Pour le G7, il a sorti le grand jeu et produit un numéro habile et efficace.
Mais il n'a pas craint de faire tout à l'inverse de ce qu'il prônait depuis deux ans. Un retournement qui interpelle les experts de la politique, comme les psychologues, puisqu'il est capable de faire tout et son contraire: stratégie de la surprise, pour les uns, instabilité du bipolaire, aux limites de la schizophrénie, selon les autres. Ses centres d'intérêts étaient soudain devenus les violences faites aux femmes, aussitôt testés par le Brésilien Bolsonaro qui s'en est pris à sa femme âgée, en riposte à son insulte du Brésilien qu'il avait commencé par traiter de "menteur", ou l'écologie, au moment des départs de feux en Amazonie, tout sujet étant monté en épingle pour tenter de lui conférer la stature internationale qui sied à l'hôte des sept puissances les plus puissantes au monde, à l'heure du G7 de Biarritz et à la faveur du désordre politique en Europe, au Royaume-Uni (Brexit), en Italie (débarquements de migrants), et en Allemagne (inquiétudes sur la santé de la Chancelière). Par chance pour Manu, il ne restait plus que lui pour représenter l'Europe.

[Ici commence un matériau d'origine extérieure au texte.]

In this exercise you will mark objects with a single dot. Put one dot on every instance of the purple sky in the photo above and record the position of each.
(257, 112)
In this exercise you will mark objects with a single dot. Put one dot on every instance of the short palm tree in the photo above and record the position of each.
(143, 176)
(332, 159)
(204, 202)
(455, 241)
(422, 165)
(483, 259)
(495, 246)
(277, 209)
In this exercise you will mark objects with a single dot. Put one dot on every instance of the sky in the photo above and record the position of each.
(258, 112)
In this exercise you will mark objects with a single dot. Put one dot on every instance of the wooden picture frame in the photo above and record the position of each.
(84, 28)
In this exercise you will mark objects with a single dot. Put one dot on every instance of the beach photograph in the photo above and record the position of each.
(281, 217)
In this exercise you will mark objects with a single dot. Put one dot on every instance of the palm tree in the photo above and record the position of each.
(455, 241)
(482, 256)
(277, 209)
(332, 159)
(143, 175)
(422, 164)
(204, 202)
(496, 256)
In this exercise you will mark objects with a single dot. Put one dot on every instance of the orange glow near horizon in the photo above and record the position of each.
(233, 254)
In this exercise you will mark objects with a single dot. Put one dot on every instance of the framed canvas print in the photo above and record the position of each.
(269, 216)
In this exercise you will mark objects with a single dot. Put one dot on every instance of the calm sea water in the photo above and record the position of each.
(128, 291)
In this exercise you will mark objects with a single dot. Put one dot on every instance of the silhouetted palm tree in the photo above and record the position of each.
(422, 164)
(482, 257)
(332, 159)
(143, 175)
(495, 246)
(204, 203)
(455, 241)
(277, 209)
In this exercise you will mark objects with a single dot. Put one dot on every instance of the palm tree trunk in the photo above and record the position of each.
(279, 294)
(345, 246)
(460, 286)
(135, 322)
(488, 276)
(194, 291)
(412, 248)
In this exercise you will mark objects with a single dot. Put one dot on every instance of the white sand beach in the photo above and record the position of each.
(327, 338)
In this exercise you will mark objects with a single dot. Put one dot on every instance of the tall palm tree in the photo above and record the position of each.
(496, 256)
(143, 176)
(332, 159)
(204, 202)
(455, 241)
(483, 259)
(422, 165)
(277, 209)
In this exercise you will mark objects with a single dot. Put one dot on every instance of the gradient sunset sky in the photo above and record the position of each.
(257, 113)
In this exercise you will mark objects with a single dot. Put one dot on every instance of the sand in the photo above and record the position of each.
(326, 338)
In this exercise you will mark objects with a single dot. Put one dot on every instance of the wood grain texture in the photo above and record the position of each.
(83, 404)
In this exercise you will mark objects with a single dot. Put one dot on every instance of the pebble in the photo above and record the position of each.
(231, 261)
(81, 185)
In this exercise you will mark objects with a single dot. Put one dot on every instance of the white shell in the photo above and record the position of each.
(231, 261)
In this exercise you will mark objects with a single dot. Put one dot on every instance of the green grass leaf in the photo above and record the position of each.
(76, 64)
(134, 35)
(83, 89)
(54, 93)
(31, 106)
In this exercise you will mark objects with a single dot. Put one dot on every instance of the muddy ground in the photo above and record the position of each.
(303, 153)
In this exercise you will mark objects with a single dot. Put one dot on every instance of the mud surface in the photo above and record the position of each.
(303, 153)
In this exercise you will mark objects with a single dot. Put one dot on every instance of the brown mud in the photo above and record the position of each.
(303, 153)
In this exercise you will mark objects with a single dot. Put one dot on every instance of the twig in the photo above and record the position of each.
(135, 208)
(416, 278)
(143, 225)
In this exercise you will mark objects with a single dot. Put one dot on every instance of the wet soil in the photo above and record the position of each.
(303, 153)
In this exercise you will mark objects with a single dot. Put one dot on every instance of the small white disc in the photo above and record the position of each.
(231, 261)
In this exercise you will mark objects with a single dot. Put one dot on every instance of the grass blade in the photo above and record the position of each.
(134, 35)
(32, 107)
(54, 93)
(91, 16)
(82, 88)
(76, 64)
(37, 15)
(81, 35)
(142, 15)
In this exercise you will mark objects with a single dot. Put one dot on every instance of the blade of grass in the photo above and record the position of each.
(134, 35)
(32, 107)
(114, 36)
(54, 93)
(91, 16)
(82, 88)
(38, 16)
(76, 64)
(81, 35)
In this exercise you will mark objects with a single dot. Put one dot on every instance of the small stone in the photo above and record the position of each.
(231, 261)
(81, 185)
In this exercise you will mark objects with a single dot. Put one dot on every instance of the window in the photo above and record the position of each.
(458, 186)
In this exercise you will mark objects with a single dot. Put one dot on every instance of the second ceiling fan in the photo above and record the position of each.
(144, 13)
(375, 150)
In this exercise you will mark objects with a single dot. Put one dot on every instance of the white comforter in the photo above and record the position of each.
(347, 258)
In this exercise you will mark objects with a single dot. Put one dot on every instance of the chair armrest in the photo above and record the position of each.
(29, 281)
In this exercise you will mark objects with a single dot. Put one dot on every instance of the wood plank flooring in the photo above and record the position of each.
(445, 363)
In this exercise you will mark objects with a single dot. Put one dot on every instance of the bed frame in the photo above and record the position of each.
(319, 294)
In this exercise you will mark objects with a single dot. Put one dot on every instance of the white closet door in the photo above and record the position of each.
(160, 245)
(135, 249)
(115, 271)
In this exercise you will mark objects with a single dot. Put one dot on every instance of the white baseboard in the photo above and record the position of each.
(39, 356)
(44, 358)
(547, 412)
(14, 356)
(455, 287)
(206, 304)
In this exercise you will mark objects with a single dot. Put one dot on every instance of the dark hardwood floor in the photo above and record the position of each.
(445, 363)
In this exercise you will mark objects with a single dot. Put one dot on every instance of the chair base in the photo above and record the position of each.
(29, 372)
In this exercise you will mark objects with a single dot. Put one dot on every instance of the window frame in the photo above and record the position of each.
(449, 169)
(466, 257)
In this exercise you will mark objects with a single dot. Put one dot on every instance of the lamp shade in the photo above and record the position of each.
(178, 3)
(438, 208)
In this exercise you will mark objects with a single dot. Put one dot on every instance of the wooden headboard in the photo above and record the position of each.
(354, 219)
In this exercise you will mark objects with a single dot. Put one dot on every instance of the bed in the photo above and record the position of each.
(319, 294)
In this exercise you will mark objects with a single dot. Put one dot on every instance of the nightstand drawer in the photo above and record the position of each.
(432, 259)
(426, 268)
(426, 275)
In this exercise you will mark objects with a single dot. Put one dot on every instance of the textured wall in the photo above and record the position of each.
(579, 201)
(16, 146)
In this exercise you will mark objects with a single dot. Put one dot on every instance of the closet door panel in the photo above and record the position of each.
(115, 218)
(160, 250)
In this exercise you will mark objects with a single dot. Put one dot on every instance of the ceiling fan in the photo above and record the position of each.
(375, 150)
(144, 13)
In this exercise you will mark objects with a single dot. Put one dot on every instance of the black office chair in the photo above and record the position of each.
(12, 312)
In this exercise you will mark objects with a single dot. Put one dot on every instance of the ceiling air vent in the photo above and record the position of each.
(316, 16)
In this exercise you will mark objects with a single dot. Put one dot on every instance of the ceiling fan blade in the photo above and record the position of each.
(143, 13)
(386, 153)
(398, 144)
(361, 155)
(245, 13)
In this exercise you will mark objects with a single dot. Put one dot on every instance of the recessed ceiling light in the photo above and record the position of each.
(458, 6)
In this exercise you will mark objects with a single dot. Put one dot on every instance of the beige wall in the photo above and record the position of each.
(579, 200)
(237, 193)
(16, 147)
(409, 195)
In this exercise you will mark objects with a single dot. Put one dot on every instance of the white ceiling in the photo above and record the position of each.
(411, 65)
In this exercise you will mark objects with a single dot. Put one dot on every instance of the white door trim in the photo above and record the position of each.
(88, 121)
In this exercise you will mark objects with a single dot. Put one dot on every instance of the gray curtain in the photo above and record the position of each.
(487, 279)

"Emmanuel Macron a marqué des points, applaudit Laurent Joffrin, directeur de la rédaction de Libération (détenu par les hommes d'affaires Bruno Ledoux et Patrick Drahi, lequel cumule la propriété de plusieurs organes de presse, dont BFM). Il a survécu à la crise des 'gilets jaunes'. Tout cela est plutôt réussi," estime le thuriféraire appointé, toute honte bue.
"Le changement de méthode qu'on nous explique, en gros, c'est Hollande. On va négocier avec les corps intermédiaires. On se rabiboche avec la CFDT pour la réforme des retraites. Laurent Berger devient l'allié incommode du gouvernement pour faire passer les réformes."
"C'est exactement ce que faisait Hollande, qui consiste à temporiser, à ne pas brusquer les Français de manière indue, et s'occuper de leurs représentants, analyse le socialiste Laurent Mouchard-Joffrin. La réforme des retraites va prendre du temps. Et on disait dans le quinquennat précédent que c'était trop lent, qu'on prenait trop de temps. Ils ont essayé d'aller vite, à la hussarde au début du quinquennat, ça a débouché sur les 'gilets jaunes' [L'analyse est réductrice: elle occulte en effet la grogne sociale et le combat pour la sauvegarde du pouvoir d'achat]. Il y avait un côté arrogant dans ce côté réformateur par le haut."
C'est donc le retour de la politique à l'ancienne.
Le "monde nouveau" annoncé peut attendre.